NAD+ declines by approximately fifty percent between the ages of forty and sixty in human tissues, tracked in multiple biopsy studies and confirmed by the age-related decline in SIRT1 activity measurable in peripheral blood mononuclear cells. The primary drivers of this decline are increased consumption of NAD+ by PARP enzymes (activated by accumulating DNA damage), CD38 (an NAD+ hydrolase whose expression increases with age-associated inflammation), and reduced synthesis through NAMPT — the rate-limiting enzyme in the NAD+ salvage pathway. Dietary precursors that bypass NAMPT and directly replenish NAD+ levels include nicotinamide riboside (NR) and nicotinamide mononucleotide (NMN), both of which have demonstrated significant NAD+ elevation in human clinical trials at doses of 250–500 mg daily. Food-derived precursors include nicotinamide (niacin, B3) from nutritional yeast, white meat, and fish, and tryptophan — which can be converted to NAD+ via the kynurenine pathway, though this route is metabolically costly and subject to inflammatory diversion.

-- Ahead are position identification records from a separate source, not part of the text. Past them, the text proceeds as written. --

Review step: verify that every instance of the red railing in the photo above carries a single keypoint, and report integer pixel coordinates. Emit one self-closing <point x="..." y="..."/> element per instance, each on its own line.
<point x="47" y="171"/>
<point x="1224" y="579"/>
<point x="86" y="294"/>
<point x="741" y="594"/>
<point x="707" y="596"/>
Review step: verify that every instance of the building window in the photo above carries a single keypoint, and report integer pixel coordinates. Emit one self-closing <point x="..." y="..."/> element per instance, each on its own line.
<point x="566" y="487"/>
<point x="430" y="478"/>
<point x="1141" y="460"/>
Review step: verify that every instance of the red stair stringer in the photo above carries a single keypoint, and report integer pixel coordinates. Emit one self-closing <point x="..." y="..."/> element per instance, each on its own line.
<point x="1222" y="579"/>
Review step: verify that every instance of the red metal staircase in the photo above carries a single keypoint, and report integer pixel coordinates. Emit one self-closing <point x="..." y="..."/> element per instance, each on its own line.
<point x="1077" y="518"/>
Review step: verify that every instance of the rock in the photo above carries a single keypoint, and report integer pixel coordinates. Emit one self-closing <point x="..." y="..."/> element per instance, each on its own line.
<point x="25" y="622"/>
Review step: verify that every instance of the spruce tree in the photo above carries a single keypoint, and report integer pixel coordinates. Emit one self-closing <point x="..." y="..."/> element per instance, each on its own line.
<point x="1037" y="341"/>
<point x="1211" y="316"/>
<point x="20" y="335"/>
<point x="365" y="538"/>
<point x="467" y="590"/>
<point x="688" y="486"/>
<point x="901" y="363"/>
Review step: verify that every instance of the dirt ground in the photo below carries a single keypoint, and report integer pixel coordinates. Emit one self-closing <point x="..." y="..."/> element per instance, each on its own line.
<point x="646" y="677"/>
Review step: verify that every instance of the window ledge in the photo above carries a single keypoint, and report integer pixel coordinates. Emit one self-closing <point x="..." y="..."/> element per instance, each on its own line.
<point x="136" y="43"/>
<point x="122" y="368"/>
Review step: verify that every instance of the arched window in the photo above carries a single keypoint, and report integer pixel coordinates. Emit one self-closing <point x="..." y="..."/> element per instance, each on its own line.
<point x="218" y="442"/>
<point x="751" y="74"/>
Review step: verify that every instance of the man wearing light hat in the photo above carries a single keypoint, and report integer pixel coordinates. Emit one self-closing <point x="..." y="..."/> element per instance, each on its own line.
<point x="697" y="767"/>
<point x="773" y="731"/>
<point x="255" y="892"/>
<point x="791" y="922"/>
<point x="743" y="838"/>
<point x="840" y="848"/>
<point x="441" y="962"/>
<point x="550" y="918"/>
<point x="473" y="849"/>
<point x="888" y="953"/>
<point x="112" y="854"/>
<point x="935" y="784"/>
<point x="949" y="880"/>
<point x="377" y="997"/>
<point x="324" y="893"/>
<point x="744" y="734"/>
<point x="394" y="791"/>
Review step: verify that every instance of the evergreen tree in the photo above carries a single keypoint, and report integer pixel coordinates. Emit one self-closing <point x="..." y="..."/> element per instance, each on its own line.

Methylation, Epigenetic Clocks, and Dietary Methyl Donors

The Horvath epigenetic clock — a DNA methylation-based biological age estimator trained on methylation patterns at CpG sites across the genome — can predict chronological age with remarkable accuracy and, more clinically usefully, identifies individuals whose biological age differs from their chronological age by decades. Dietary and lifestyle factors that predict younger biological age by epigenetic clock measures include higher vegetable intake, lower processed meat consumption, consistent aerobic exercise, adequate sleep, and — most specifically — dietary sufficiency in one-carbon metabolic nutrients: folate, B12, B6, choline, betaine, and methionine. These nutrients collectively supply the methyl groups that maintain DNA methylation patterns at tumour suppressor genes, imprinting control regions, and transposable element promoters — the CpG methylation that, when lost through dietary methyl donor insufficiency, allows epigenetic age acceleration and the de-repression of genomic instability elements. The dietary pattern that most consistently preserves epigenetic youth — as measured by both Horvath clock deceleration and longer telomere length in prospective studies — is a varied whole-food diet centred on dark leafy greens (for folate and B vitamins), eggs (for choline and B12), legumes (for folate and betaine), and marine foods (for B12, omega-3, and selenium) — a pattern that addresses multiple longevity pathways simultaneously rather than optimising any single nutrient in isolation.